John Curtis Chamberlain

John Curtis Chamberlain ( born June 5, 1772 in Worcester, Massachusetts, † December 8, 1834 in Utica, New York ) was an American politician. Between 1809 and 1811 he represented the State of New Hampshire in the U.S. House of Representatives.

Career

John Chamberlain studied until 1793 at Harvard College, which later became Harvard University. After a subsequent study of law and its made ​​in 1796 admitted to the bar he began in Alstead (New Hampshire) to work in his new profession.

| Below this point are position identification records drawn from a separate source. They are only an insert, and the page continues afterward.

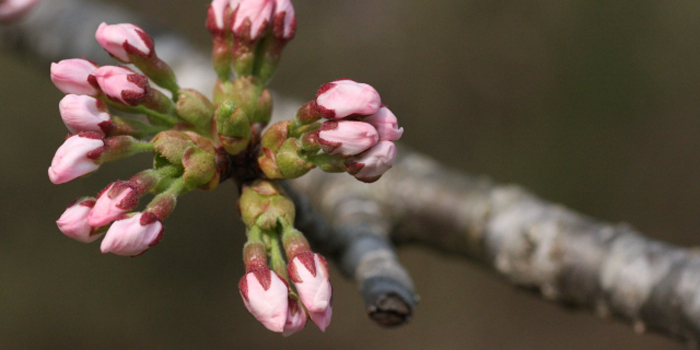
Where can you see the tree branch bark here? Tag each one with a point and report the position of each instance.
(569, 258)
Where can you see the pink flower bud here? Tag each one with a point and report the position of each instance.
(132, 236)
(73, 221)
(71, 76)
(346, 137)
(386, 124)
(251, 18)
(265, 296)
(114, 201)
(296, 318)
(84, 113)
(11, 10)
(342, 98)
(122, 84)
(76, 157)
(371, 165)
(322, 319)
(309, 272)
(284, 20)
(122, 40)
(218, 14)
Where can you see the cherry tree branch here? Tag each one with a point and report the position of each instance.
(567, 257)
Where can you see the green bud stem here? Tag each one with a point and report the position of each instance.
(160, 119)
(133, 127)
(158, 71)
(277, 261)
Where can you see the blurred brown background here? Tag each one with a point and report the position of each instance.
(591, 103)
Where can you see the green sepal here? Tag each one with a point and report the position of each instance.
(196, 109)
(289, 160)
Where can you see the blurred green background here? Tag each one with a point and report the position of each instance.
(593, 104)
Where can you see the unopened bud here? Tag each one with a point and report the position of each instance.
(386, 124)
(85, 113)
(124, 40)
(346, 137)
(132, 236)
(251, 19)
(74, 224)
(122, 84)
(71, 76)
(344, 98)
(129, 43)
(264, 294)
(371, 165)
(76, 157)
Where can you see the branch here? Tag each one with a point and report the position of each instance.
(571, 259)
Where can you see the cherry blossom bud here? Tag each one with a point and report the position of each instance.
(132, 236)
(73, 222)
(84, 113)
(76, 157)
(296, 318)
(122, 84)
(114, 201)
(343, 98)
(124, 39)
(71, 76)
(371, 165)
(218, 15)
(251, 18)
(386, 124)
(346, 137)
(11, 10)
(265, 295)
(309, 272)
(284, 20)
(322, 319)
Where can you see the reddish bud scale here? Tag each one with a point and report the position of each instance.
(254, 256)
(295, 244)
(147, 40)
(308, 113)
(130, 201)
(134, 98)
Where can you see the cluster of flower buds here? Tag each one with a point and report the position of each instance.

Politically, Chamberlain member of the Federalist Party, founded by Alexander Hamilton. Between 1802 and 1804 he was a member of the House of Representatives from New Hampshire. In 1804 he moved to Charlestown. In the congressional elections of 1808, which were held all across the state, he was elected for the second parliamentary seat from New Hampshire in the U.S. House of Representatives in Washington. There he entered on March 4, 1809, to succeed Daniel Meserve Durell. Since he resigned in 1810 to run again, he was only able to complete a term in Congress until March 3, 1811.

After his time in Congress Chamberlain again worked as a lawyer. In 1818 he was again a deputy in the State House of Representatives. He also worked as an amateur historian and poet. The mid 1820s moved by John Chamberlain Honeoye Falls, New York. Already in 1826 he moved on to Utica. In his new home he worked as a lawyer. He died on December 8, 1834 in Utica.